On return from Africa some months were spent in convalescent homes. One, Botley Park, remained what was then called a lunatic asylum.  He recalled the inmates as harmless and enjoying saluting the wounded soldiers. The door of his ward bore the initials MLG which stood for Male Lower Grade. No PC euphemisms then. Before being posted to India as ADC to Sir Bertram Glancy, the Governor of the Punjab, he was based at Wellington Barracks.  He was reading the paper in the bar on 18th June 1944 when a V bomb landed on the Guards’ Chapel. He also recalled how the officers who had served in the First War would appear at the bar at 11am to order their first gin and ginger beer.

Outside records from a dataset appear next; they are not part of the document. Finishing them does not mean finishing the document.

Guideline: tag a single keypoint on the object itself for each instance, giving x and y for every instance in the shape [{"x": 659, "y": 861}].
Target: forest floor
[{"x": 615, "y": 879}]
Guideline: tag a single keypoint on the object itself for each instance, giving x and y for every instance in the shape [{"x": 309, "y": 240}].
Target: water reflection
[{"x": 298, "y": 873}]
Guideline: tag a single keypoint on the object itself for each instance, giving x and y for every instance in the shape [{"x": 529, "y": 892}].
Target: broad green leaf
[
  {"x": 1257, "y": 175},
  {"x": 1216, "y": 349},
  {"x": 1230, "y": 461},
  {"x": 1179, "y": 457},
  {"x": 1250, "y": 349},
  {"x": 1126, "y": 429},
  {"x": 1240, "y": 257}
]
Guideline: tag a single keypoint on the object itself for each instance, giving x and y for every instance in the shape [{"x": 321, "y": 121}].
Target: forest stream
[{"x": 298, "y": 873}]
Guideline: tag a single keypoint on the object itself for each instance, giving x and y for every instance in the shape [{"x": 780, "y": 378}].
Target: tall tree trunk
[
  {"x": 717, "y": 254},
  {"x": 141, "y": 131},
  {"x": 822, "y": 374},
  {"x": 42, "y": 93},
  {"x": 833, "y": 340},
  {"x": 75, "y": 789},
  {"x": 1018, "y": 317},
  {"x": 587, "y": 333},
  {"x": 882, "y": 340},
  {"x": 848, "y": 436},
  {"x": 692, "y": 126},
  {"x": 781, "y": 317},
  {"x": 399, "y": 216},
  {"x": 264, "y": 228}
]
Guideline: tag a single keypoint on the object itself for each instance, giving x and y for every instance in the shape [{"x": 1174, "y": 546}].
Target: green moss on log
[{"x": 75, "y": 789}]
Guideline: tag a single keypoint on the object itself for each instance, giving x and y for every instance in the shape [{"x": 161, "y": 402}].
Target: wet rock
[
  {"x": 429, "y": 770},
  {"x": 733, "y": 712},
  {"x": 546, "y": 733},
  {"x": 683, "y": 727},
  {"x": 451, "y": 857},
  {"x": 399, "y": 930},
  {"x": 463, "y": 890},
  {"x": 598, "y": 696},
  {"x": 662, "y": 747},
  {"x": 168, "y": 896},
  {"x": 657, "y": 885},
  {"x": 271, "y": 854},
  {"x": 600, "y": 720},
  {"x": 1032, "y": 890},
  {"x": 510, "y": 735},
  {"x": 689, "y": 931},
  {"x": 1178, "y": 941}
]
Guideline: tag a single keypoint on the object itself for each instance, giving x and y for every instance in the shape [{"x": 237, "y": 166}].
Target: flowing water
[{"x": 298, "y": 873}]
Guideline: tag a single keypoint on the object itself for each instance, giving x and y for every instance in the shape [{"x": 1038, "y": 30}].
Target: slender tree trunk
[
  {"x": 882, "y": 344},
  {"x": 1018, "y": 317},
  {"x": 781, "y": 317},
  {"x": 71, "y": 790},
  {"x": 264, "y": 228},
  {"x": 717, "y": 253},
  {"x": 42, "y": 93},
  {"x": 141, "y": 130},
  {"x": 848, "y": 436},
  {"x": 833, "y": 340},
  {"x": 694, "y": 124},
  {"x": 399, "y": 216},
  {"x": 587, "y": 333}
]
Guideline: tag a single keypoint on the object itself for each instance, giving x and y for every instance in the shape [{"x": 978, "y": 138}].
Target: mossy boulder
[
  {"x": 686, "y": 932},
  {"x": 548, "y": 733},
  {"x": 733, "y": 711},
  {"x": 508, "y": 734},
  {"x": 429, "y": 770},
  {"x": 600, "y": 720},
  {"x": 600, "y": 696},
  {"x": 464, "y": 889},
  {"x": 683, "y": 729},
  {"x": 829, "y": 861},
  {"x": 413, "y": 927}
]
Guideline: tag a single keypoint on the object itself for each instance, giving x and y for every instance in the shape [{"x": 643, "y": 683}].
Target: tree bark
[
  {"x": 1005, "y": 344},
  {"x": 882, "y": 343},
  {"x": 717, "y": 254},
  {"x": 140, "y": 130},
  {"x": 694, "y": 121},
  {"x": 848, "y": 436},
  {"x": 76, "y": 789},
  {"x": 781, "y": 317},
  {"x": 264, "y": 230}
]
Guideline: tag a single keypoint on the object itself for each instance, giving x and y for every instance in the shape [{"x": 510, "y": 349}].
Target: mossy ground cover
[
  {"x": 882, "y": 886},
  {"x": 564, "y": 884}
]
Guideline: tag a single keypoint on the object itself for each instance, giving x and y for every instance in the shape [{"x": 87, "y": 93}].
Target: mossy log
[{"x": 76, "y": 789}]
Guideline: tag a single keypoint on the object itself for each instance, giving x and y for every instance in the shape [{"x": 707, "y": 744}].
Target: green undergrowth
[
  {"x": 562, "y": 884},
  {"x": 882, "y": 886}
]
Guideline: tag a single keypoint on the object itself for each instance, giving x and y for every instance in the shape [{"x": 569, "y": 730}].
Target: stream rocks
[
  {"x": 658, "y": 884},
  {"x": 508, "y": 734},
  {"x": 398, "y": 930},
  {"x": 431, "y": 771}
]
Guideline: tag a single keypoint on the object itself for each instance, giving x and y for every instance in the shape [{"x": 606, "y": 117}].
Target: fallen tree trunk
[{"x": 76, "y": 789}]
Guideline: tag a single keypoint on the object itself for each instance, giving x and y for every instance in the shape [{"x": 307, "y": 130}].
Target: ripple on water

After the war he became a successful underwriter with Janson Green retiring in 1983. He was a well-liked and clever businessman who held several non-executive directorships in his retirement. He was the Chairman for many years of both the Dunsfold British Legion and the Parish Council. He had a long and happy retirement enjoying the company of many close friends, fishing for Trout and Salmon and shooting on the Downs of West Sussex. He was very proud of his grandson Ollie, who is a serving Grenadier and was the Ensign on the Trooping of the Colour in 2014. He remained in touch with a number of Grenadiers in particular Major James Whatman MC known to the family as Uncle Gin. Until the end he detested the sight of the baseball cap which he thought reminiscent of the German Africa Corps Field Cap.

He had a very happy marriage to Heather for over 60 years. She died in 2012 and they are survived by their three sons, ten grandchildren and two great-grandchildren.